All I could do was stare at him with bloodied hands, the firelight dancing in my eyes, and whisper the only word that mattered anymore.
“Help.”
“Elara!” he shouted, his eyes wide with urgency as he rushed over to me.
“Please! Please help me lift these!” I pleaded as I choked on the thick smoke. As I wiped the blood that trickled from my brow, my hands started trembling as I gathered my strength to try again.
“We have to leave, NOW!” Zayn urged, reaching for my arm, but I recoiled, shaking my head vigorously. “NO! Not without Mother!” I cried, my heart pounding like a war drum as I fought against the encroaching darkness of despair.
“Fuck!” Zayn shouted, and together we heaved the beam off of her.
I wasn’t ready.
I thought I was. I thought I could be brave. But nothing could have prepared me for what I saw.
My knees gave out beneath me. I collapsed beside her broken body, my hands flying to her face, trembling as I brushed aside the blood-matted strands of hair that clung to her skin. Her face—once so full of light—was barely recognizable. Pale. Bloodied. Beautiful even in death’s cruel embrace.

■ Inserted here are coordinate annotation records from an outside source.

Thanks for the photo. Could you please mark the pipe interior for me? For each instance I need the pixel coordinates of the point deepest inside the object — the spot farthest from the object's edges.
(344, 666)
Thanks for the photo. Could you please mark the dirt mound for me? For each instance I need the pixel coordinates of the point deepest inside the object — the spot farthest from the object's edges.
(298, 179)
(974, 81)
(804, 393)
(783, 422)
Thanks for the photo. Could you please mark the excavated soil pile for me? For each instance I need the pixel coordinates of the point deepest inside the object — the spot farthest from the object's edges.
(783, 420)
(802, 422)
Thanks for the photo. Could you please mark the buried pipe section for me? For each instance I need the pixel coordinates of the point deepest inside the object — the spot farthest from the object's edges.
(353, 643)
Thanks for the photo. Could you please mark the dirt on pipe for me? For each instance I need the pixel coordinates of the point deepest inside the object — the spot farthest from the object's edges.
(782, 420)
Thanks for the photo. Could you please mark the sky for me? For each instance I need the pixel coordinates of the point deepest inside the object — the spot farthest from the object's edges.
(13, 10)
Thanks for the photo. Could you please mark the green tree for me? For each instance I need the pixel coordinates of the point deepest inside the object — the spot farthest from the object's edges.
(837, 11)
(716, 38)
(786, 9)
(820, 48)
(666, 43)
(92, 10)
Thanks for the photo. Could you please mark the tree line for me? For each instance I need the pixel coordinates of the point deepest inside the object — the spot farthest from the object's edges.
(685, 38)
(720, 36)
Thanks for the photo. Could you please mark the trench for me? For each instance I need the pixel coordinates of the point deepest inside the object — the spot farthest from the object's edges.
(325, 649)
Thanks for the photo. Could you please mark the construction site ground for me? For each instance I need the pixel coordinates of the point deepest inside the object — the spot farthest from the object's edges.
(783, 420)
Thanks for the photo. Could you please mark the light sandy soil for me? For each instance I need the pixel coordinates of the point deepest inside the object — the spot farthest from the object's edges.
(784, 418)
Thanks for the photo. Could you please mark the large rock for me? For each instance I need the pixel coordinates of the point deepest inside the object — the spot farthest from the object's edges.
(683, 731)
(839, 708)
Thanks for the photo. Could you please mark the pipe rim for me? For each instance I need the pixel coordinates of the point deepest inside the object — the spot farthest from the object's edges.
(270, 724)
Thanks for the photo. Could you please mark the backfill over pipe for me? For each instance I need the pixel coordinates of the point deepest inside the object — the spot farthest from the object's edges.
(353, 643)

“No, no, no—Mother…” The word shattered in my mouth.
And then—“E-Elara…”
It was the faintest whisper. But it was her.
I wasn’t prepared for what I saw.
Her voice rattled through her chest like gravel, and blood—so much blood—poured from her lips, dark and endless, staining my hands, the floor, and everything.
“Shh, shh, don’t talk,” I pleaded, cradling her head against me, my voice cracking with every word. “It’s okay… it’s okay… I can fix this. I can heal you.”
I didn’t know if I was lying to her, or to myself.
Magic surged under my skin, unstable and wild, and I reached deep, desperately clawing at the pieces of it, searching for the part of me that could heal, that could save.
But there was nothing.
Nothing but chaos.
Zayn knelt beside us, his voice thick, strained with emotion. “Elara… it’s too late. Even if you had the magic, even if you had all the power in the world—”
“No!” I screamed at him, at the gods, at everything that had brought me to this moment. “She’s not gone, she’s not gone, she’s not—!”
My arms tightened around her. Her blood smeared across my chest. My lips pressed to her temple, and all I tasted was iron and ash and loss.
“I’m sorry,” I sobbed, over and over, words barely forming through my tears. “I didn’t mean it—any of it—I’m so sorry. I love you, I love you, I love you—please, stay. Please stay…”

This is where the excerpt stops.